U.S. Missiles Strike in Northern Pakistan as Relations Sour Over CIA Role

U.S. missiles struck near a Pakistani village on the border with Afghanistan, days after Pakistan’s army leadership reportedly pressed the Obama administration to reduce attacks by remotely piloted aircraft.

“Missiles were fired by a U.S. drone at Baghar China,” a hamlet in Pakistan’s South Waziristan district, Tariq Hayat Khan, the secretary of law and order for Pakistan’s tribal zone, said by phone from the territory’s headquarters in Peshawar. A local resident, Ilyas Khan Wazir, confirmed an attack in a phone interview, saying he heard explosions.

The strike was the first since Pakistan’s intelligence chief, army Lieutenant General Ahmed Shuja Pasha, pressed the U.S. for changes in drone attacks and other Central Intelligence Agency activities in Pakistan during meetings April 11 in Washington, according to unidentified U.S. and Pakistani officials cited by the New York Times.

Tensions between the CIA and Pakistan’s Inter-Services Intelligence Directorate, or ISI, have risen since Jan. 27, when a security contractor for the CIA shot and killed two armed Pakistanis he said were trying to rob him. Raymond Davis, released March 16 after the payment of compensation to the dead men’s families and threats by U.S. legislators to halt American aid, was one of an unconfirmed number of CIA contractors in the country.

Pakistan’s ISI has seen an increased CIA network in the country as a threat, said Talat Masood, a political and security analyst in the capital, Islamabad.

CIA Acting ‘Independently’

For the first time in the relationship between the two intelligence agencies involved in the fight against Islamic militant groups, the CIA “is trying to penetrate into Pakistan and influence events independently of ISI,” said Masood, a retired army lieutenant general who maintains contact with senior Pakistani officers. “This, for ISI, is a break of partnership and breach of Pakistan sovereignty and breach of confidence,” Masood said in a phone interview.

On Monday, Pasha met with CIA director Leon Panetta and Admiral Mike Mullen, the chairman of the Joint Chiefs of Staff, to demand that the CIA give ISI more information about intelligence operations it has been conducting in Pakistan on its own, the Times said citing unidentified Pakistani and U.S. officials.

“ISI wants CIA to go back to fundamentals and readjust their strategy,” Masood said of the Pakistani demands. “I think that will happen because they both need each other. I see fewer drone attacks right now,” he said.
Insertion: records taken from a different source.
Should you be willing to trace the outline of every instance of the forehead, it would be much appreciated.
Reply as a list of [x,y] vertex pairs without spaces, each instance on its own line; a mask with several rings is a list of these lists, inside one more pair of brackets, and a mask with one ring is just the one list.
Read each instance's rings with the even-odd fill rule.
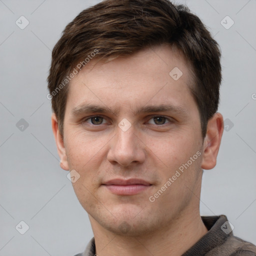
[[148,48],[106,63],[95,58],[70,81],[66,106],[74,108],[93,102],[131,108],[168,100],[180,105],[192,98],[192,78],[183,56],[167,45]]

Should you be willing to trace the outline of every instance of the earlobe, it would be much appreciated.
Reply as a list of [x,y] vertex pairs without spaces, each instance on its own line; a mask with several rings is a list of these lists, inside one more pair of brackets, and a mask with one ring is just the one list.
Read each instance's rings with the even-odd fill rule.
[[204,142],[201,164],[202,169],[212,169],[216,165],[223,130],[223,116],[220,113],[216,113],[208,121],[206,134]]
[[55,113],[52,115],[52,128],[55,138],[58,156],[60,158],[60,164],[63,170],[69,170],[64,142],[58,130],[58,121]]

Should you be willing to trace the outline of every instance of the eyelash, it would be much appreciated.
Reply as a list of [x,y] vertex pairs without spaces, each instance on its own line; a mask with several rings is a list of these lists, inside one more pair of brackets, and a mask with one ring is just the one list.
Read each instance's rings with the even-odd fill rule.
[[[104,116],[90,116],[88,118],[86,118],[83,120],[82,121],[82,123],[86,122],[88,120],[90,120],[92,119],[92,118],[102,118],[104,119],[106,119]],[[165,116],[152,116],[151,118],[149,120],[150,120],[151,119],[154,118],[164,118],[166,119],[166,120],[168,120],[170,123],[173,122],[173,121],[172,121],[170,118],[166,118]],[[98,124],[98,125],[97,124],[90,124],[91,126],[100,126],[102,124]],[[155,125],[156,125],[157,126],[164,126],[164,124],[156,124]]]

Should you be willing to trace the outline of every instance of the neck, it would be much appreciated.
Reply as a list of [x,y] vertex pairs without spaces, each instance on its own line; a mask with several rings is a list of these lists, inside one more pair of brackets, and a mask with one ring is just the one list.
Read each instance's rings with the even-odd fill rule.
[[[182,255],[204,236],[208,230],[199,210],[191,208],[164,227],[138,237],[119,236],[106,230],[89,216],[96,246],[100,256],[160,256]],[[189,214],[188,214],[189,212]]]

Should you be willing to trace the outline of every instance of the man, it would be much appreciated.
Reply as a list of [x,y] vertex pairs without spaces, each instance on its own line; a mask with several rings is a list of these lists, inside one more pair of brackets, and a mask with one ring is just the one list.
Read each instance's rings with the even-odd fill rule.
[[94,232],[78,256],[255,256],[224,215],[200,216],[216,164],[218,46],[168,0],[108,0],[80,13],[48,78],[60,166]]

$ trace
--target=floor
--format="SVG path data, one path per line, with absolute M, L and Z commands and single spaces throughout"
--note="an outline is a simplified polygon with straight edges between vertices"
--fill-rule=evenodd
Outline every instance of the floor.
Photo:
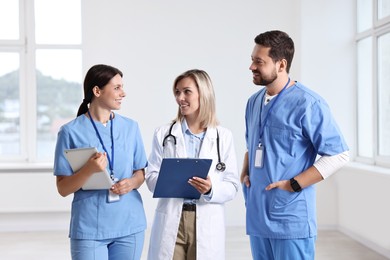
M 144 254 L 148 245 L 146 233 Z M 316 260 L 384 260 L 387 259 L 337 231 L 319 231 Z M 251 259 L 244 228 L 227 229 L 226 260 Z M 69 260 L 67 231 L 0 233 L 0 259 Z

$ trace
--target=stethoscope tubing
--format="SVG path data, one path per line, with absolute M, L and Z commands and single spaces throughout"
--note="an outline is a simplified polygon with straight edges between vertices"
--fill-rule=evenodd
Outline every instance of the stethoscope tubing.
M 176 121 L 173 122 L 171 124 L 171 126 L 169 127 L 169 131 L 168 131 L 168 134 L 164 137 L 163 139 L 163 142 L 162 142 L 162 146 L 164 147 L 165 146 L 165 143 L 168 142 L 169 139 L 173 139 L 173 143 L 174 145 L 176 146 L 176 136 L 174 136 L 172 134 L 172 128 L 173 126 L 176 124 Z M 219 151 L 219 133 L 218 133 L 218 129 L 216 129 L 217 131 L 217 154 L 218 154 L 218 163 L 217 165 L 215 166 L 215 168 L 217 169 L 217 171 L 220 171 L 220 172 L 223 172 L 225 171 L 226 169 L 226 164 L 224 162 L 221 161 L 221 154 L 220 154 L 220 151 Z

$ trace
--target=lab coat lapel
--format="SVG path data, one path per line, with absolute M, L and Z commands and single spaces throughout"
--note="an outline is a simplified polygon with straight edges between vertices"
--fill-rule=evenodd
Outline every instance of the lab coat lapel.
M 176 122 L 172 128 L 172 134 L 176 137 L 176 158 L 187 158 L 188 156 L 183 131 L 181 130 L 181 123 Z

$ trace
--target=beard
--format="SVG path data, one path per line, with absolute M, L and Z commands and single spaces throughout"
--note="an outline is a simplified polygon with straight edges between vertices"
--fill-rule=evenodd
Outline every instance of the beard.
M 254 78 L 253 83 L 255 83 L 255 85 L 267 86 L 278 78 L 278 74 L 276 71 L 273 71 L 269 76 L 265 76 L 259 73 L 259 77 L 260 78 L 258 80 Z

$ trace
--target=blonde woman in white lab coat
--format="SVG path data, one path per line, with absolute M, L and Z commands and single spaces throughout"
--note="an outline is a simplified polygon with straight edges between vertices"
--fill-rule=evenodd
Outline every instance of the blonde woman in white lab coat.
M 178 114 L 154 133 L 146 183 L 154 191 L 163 158 L 212 159 L 206 179 L 189 183 L 199 200 L 160 198 L 155 211 L 149 260 L 225 259 L 225 202 L 239 189 L 232 133 L 218 125 L 212 82 L 203 70 L 189 70 L 173 84 Z M 218 169 L 217 169 L 218 168 Z M 168 187 L 169 188 L 169 187 Z

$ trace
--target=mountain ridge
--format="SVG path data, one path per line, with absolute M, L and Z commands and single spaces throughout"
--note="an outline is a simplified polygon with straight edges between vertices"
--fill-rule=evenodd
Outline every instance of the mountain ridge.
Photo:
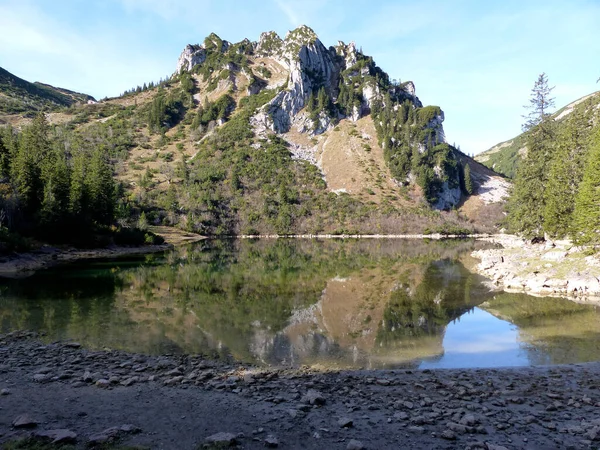
M 456 234 L 493 231 L 501 218 L 505 182 L 448 145 L 442 109 L 354 43 L 326 48 L 308 27 L 256 42 L 211 34 L 175 67 L 160 83 L 46 115 L 58 148 L 105 152 L 124 224 Z M 499 195 L 479 195 L 490 189 Z
M 591 101 L 592 106 L 598 108 L 600 91 L 592 92 L 570 102 L 552 113 L 552 118 L 556 122 L 562 123 L 576 108 L 580 107 L 579 105 L 586 101 Z M 526 132 L 521 133 L 512 139 L 500 142 L 475 155 L 474 159 L 508 178 L 514 178 L 519 161 L 527 153 L 526 135 Z
M 0 67 L 0 113 L 35 113 L 95 101 L 94 97 L 49 84 L 31 83 Z

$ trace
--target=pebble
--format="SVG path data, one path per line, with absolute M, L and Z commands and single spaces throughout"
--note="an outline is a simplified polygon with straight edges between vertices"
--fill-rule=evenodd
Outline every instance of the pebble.
M 304 397 L 302 397 L 302 402 L 309 405 L 324 405 L 325 397 L 323 394 L 315 389 L 309 389 Z
M 272 434 L 268 435 L 265 438 L 265 447 L 267 448 L 276 448 L 279 446 L 279 440 L 273 436 Z
M 35 428 L 37 427 L 37 420 L 32 419 L 29 414 L 22 414 L 13 420 L 13 427 L 15 428 Z
M 441 434 L 441 438 L 454 441 L 456 440 L 456 434 L 452 430 L 444 430 Z

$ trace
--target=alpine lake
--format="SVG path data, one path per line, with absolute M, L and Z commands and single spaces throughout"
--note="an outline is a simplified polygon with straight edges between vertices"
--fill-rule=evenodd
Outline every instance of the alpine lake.
M 493 292 L 474 240 L 205 240 L 0 279 L 0 332 L 257 365 L 467 368 L 600 360 L 600 307 Z

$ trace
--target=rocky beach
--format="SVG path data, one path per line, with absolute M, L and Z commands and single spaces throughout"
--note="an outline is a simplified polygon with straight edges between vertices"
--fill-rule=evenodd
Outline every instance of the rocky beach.
M 598 363 L 320 372 L 91 351 L 29 332 L 0 336 L 0 361 L 3 448 L 600 445 Z
M 475 271 L 493 289 L 538 296 L 566 297 L 578 302 L 600 300 L 600 259 L 571 241 L 531 243 L 511 235 L 489 238 L 502 248 L 477 250 Z

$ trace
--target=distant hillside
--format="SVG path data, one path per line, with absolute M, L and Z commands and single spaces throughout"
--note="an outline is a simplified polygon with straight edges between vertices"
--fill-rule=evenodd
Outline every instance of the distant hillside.
M 255 42 L 211 34 L 184 48 L 167 80 L 47 114 L 53 148 L 68 149 L 59 169 L 85 181 L 104 152 L 119 223 L 204 235 L 494 232 L 508 182 L 449 145 L 442 109 L 359 48 L 325 47 L 306 26 Z M 9 121 L 25 137 L 28 122 Z M 30 189 L 36 208 L 51 199 L 42 185 Z
M 585 100 L 588 99 L 589 102 L 584 104 Z M 556 111 L 553 114 L 553 118 L 554 120 L 563 123 L 564 119 L 568 117 L 575 108 L 581 107 L 600 107 L 600 91 L 586 95 L 569 103 L 567 106 Z M 509 178 L 514 178 L 519 161 L 527 152 L 527 146 L 525 144 L 526 137 L 527 133 L 522 133 L 513 139 L 496 144 L 485 152 L 476 155 L 475 159 L 498 173 Z
M 88 100 L 94 97 L 49 84 L 30 83 L 0 67 L 0 114 L 54 111 Z

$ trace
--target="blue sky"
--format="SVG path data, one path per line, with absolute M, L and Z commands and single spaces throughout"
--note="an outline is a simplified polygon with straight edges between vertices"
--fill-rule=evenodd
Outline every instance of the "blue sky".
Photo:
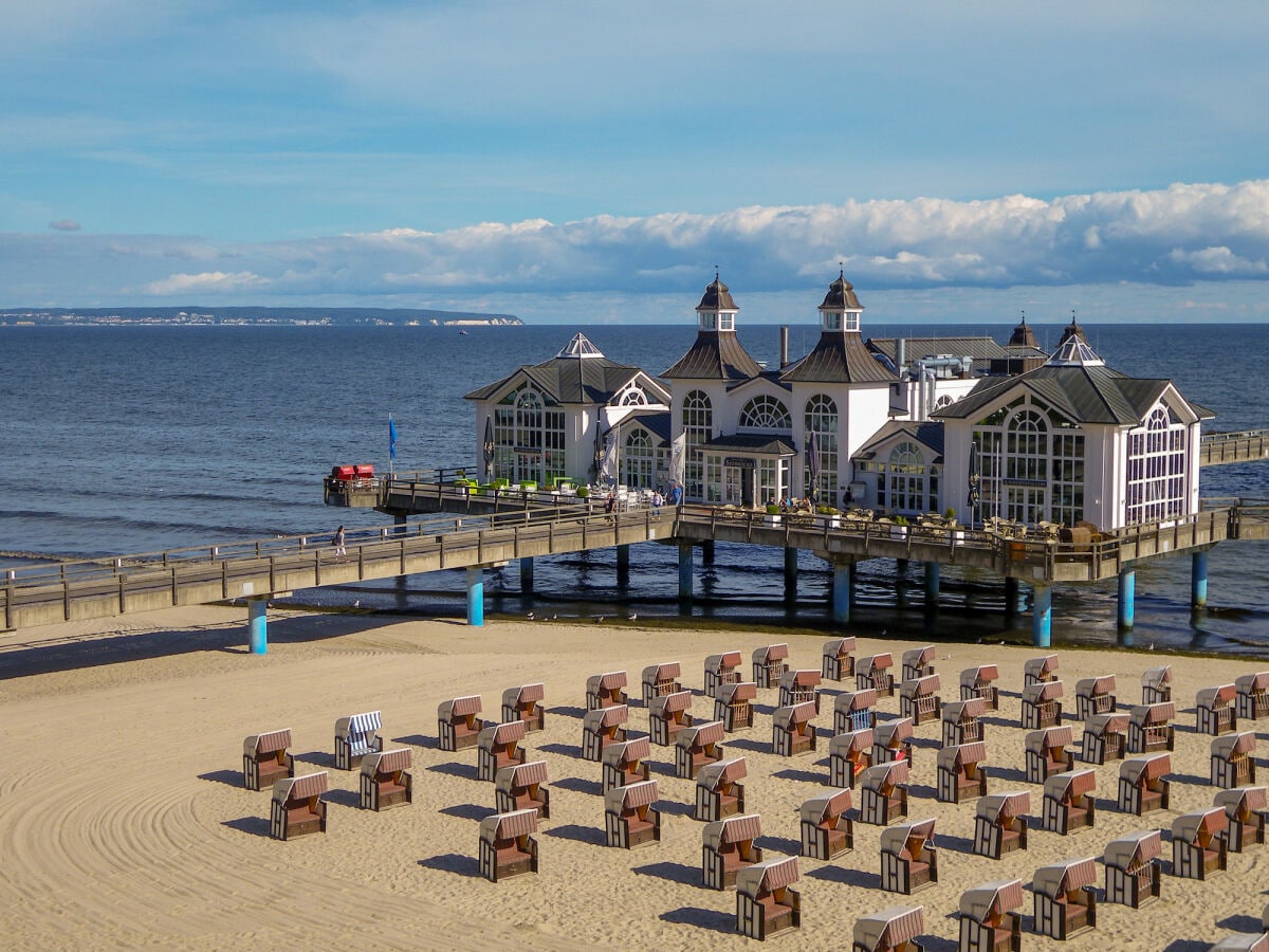
M 0 11 L 0 306 L 1269 320 L 1269 6 Z

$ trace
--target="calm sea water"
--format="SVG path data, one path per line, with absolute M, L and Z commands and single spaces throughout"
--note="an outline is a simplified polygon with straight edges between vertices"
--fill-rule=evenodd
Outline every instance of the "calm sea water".
M 400 430 L 397 466 L 472 466 L 473 411 L 462 395 L 523 363 L 555 354 L 577 330 L 610 358 L 651 373 L 692 343 L 681 326 L 472 327 L 20 327 L 0 330 L 0 551 L 100 556 L 151 552 L 261 536 L 381 526 L 373 512 L 327 509 L 321 479 L 335 463 L 387 467 L 387 414 Z M 1058 327 L 1037 327 L 1042 344 Z M 1137 377 L 1170 377 L 1217 411 L 1216 429 L 1269 424 L 1263 385 L 1269 327 L 1089 326 L 1107 362 Z M 868 326 L 865 335 L 994 334 L 1000 326 Z M 759 360 L 778 360 L 778 327 L 741 327 Z M 791 354 L 810 350 L 815 326 L 793 325 Z M 1269 463 L 1204 470 L 1204 495 L 1269 496 Z M 613 551 L 538 560 L 537 614 L 591 617 L 638 612 L 673 617 L 676 553 L 634 550 L 629 586 L 617 588 Z M 1141 645 L 1213 651 L 1269 650 L 1269 545 L 1233 542 L 1211 556 L 1211 611 L 1192 619 L 1189 560 L 1137 572 Z M 10 555 L 0 562 L 13 564 Z M 727 623 L 822 626 L 830 575 L 802 553 L 796 604 L 783 597 L 778 552 L 755 557 L 720 546 L 700 565 L 693 613 Z M 920 566 L 864 562 L 858 633 L 1001 637 L 1003 588 L 987 574 L 943 572 L 942 611 L 921 611 Z M 463 607 L 457 572 L 348 589 L 298 593 L 306 603 L 445 612 Z M 486 576 L 487 611 L 524 613 L 519 574 Z M 1055 638 L 1115 641 L 1112 585 L 1060 588 Z M 1014 622 L 1025 632 L 1025 616 Z M 923 635 L 924 633 L 924 635 Z

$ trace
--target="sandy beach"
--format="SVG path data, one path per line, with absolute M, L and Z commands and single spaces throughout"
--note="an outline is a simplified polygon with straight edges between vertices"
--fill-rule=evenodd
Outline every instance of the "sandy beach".
M 348 942 L 372 948 L 561 949 L 704 944 L 741 946 L 735 891 L 700 882 L 702 824 L 692 819 L 694 783 L 674 777 L 673 748 L 652 748 L 664 811 L 661 843 L 633 850 L 603 845 L 599 764 L 580 758 L 588 675 L 626 669 L 632 699 L 640 673 L 680 661 L 695 693 L 694 713 L 712 720 L 702 696 L 704 658 L 788 641 L 793 668 L 819 668 L 825 636 L 778 630 L 685 631 L 637 622 L 561 625 L 391 616 L 274 612 L 270 651 L 245 651 L 244 612 L 197 608 L 67 623 L 0 635 L 0 946 L 88 948 L 179 946 L 313 947 Z M 916 642 L 859 638 L 859 654 L 901 652 Z M 1000 665 L 1001 710 L 989 712 L 990 792 L 1028 790 L 1038 816 L 1041 787 L 1025 782 L 1019 692 L 1023 663 L 1039 650 L 939 644 L 944 701 L 957 698 L 959 671 Z M 879 886 L 879 826 L 855 824 L 855 849 L 831 862 L 801 859 L 799 948 L 849 948 L 858 916 L 893 905 L 925 909 L 928 949 L 956 947 L 961 894 L 980 882 L 1022 878 L 1046 863 L 1098 857 L 1118 835 L 1170 828 L 1212 805 L 1211 737 L 1194 731 L 1199 688 L 1269 668 L 1247 659 L 1167 658 L 1151 652 L 1060 649 L 1066 720 L 1075 727 L 1075 682 L 1118 675 L 1121 710 L 1141 699 L 1142 670 L 1171 663 L 1178 706 L 1171 806 L 1143 817 L 1121 814 L 1118 762 L 1096 768 L 1098 821 L 1061 836 L 1036 829 L 1024 852 L 992 861 L 970 852 L 973 801 L 934 798 L 940 726 L 916 729 L 911 820 L 934 817 L 940 880 L 907 897 Z M 747 677 L 747 675 L 746 675 Z M 477 869 L 478 821 L 494 812 L 494 784 L 476 779 L 476 750 L 437 745 L 437 704 L 478 693 L 496 720 L 504 688 L 543 682 L 546 730 L 527 739 L 529 759 L 549 765 L 552 815 L 538 833 L 541 872 L 501 883 Z M 753 730 L 728 735 L 727 755 L 747 758 L 747 812 L 761 815 L 768 857 L 797 854 L 796 810 L 829 790 L 832 697 L 848 683 L 825 682 L 816 721 L 820 749 L 801 758 L 772 754 L 777 691 L 760 691 Z M 338 717 L 381 710 L 392 746 L 414 754 L 414 803 L 372 812 L 357 806 L 357 772 L 336 770 Z M 898 697 L 879 703 L 883 720 Z M 1263 722 L 1261 722 L 1263 724 Z M 326 835 L 269 838 L 269 793 L 244 790 L 244 736 L 289 727 L 299 773 L 329 770 Z M 629 727 L 647 729 L 641 704 Z M 1241 725 L 1251 730 L 1260 725 Z M 1258 731 L 1264 736 L 1264 730 Z M 1264 749 L 1261 749 L 1263 751 Z M 1081 767 L 1076 759 L 1076 767 Z M 858 805 L 858 792 L 857 792 Z M 1038 819 L 1036 820 L 1038 825 Z M 1231 932 L 1259 927 L 1266 901 L 1269 847 L 1231 853 L 1228 872 L 1206 882 L 1170 873 L 1164 834 L 1161 899 L 1133 910 L 1099 904 L 1095 932 L 1067 948 L 1202 949 Z M 1103 885 L 1098 866 L 1099 886 Z M 1062 943 L 1029 932 L 1023 946 Z M 788 942 L 789 939 L 786 939 Z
U.S. government officials refuse to confirm or discuss the six-year-old program of drone attacks in Pakistan, which have targeted the Taliban, al-Qaeda and allied militants, while also killing civilians.

Calls by Pakistani politicians to restrict the attacks intensified after a March 17 attack that Pakistani officials said killed between 26 and 35 people in the district of North Waziristan, which the U.S. says is a haven for Taliban and al- Qaeda militants.